Nov 12, 2011

Gaze

At a lecture on native language and Indian English writing, I first felt his gaze upon me. It had this reassuring warmth, as if I were sitting at the perfect distance from a campfire in mild winter. It came from three rows in front of me combating the harsh air-conditioning, enclosing me in its cosiness - it was like he picked the ideal spot to get a clear view. The gaze was distant, but pointed; it was welcoming I smiled at him, once, and he turned away immediately. After that, I pretended not to notice, and he pretended not to look. The gaze followed me after the lecture, as I walked through the lobby, down the stairs and into an auto.

A week later, I felt the gaze on my neck, from behind me, at a book launch. I was surprised to see him, and that manifested itself in a smile. He was bolder now, he smiled.

I remember his face vaguely - it was shaped like an elongated egg and punctuated by a round nose that ended almost as soon as it started. His hair could only be described the word nondescript. His eyes were as genial as his gaze. He wore a dangling earring in one ear - but that was a fashion fiasco I could live with (or eliminate).

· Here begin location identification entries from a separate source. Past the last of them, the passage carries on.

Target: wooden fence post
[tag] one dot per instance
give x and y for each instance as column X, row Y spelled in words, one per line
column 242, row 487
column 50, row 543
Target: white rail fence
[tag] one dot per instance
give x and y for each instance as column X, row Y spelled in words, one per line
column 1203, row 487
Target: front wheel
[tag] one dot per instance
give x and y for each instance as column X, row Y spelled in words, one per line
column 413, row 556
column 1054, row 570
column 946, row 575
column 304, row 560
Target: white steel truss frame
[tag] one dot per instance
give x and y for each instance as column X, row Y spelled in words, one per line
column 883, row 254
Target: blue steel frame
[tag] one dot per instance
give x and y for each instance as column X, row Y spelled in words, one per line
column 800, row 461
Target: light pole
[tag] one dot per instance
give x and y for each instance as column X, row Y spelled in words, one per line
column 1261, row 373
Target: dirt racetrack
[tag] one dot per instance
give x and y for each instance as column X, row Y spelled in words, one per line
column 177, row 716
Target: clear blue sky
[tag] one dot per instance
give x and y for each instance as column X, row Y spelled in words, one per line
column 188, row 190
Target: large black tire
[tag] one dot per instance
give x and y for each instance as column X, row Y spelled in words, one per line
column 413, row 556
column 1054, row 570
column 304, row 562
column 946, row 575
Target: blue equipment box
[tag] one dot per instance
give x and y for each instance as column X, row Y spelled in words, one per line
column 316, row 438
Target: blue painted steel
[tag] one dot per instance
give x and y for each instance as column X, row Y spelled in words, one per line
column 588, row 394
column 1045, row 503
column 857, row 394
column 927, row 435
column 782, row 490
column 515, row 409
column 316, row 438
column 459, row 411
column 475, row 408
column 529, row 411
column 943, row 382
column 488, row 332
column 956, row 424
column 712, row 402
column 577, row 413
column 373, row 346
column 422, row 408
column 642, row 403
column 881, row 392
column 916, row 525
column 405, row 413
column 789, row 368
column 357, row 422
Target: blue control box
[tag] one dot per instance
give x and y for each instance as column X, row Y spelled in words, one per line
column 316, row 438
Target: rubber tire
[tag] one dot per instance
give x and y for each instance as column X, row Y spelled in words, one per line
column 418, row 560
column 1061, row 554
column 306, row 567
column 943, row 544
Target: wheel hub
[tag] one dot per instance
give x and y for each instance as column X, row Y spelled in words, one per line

There was this moment, after the launch, when we passed each other, a colony of butterflies fluttering in my tummy, when I hoped he would say something. He didn't.

The gaze was upon me frequently over the next few weeks, at a concert here, a play there, at the beach, even at a bookstore. He often moved in my direction, exciting those butterflies each time, but never said hello.

I am in a concert now, and I feel a warmth that I only vaguely remember now. I turn around, to see an elongated egghead and nondescript hair. I am in the blanket of his gaze now. The earring has disappeared - perhaps he works in a cultured atmosphere - and his eyes look tired, but the gaze still envelops me snugly, and I can still feel it upon me even when I'm not looking.

The concert starts, I drown in the tambura's drone and melt into the song.

The concert ends, I head out into the cavernous lobby. He approaches me, with purpose this time. The butterflies wake up from a six year slumber.

He talks, finally, in a baritone warmer than his gaze, with clarity of expression that suggests he has practiced this speech, "Some years ago, I came across a short story by Haruki Murakami. About this guy and girl who walk past each other, but don't make conversation."
I say, smiling, "They know they are 100% perfect for each other..."
"And yet, they don't talk. They just walk past."
"And the guy says he knows exactly what he would have told her had he walked past her now."
"Yeah. He'd tell her a story."
"One that starts with 'Once upon a time...' and ends with, 'A sad story, don't you think?'"
"Yes... That story."

We pause, breathlessly, and I say, "Sorry for ruining your speech."
He says, "I like the way it went." He pauses, and says, "You disappeared." He wants an explanation, I think.
"I moved. I don't live here now. I'm only visiting..."
"Oh," he says, indeterminately. If he intends to convey sadness, he fails. He asks, "Coffee?"
I cannot, I know, but I make it look like I'm giving it some thought before saying, "I should be going, I'm in a hurry."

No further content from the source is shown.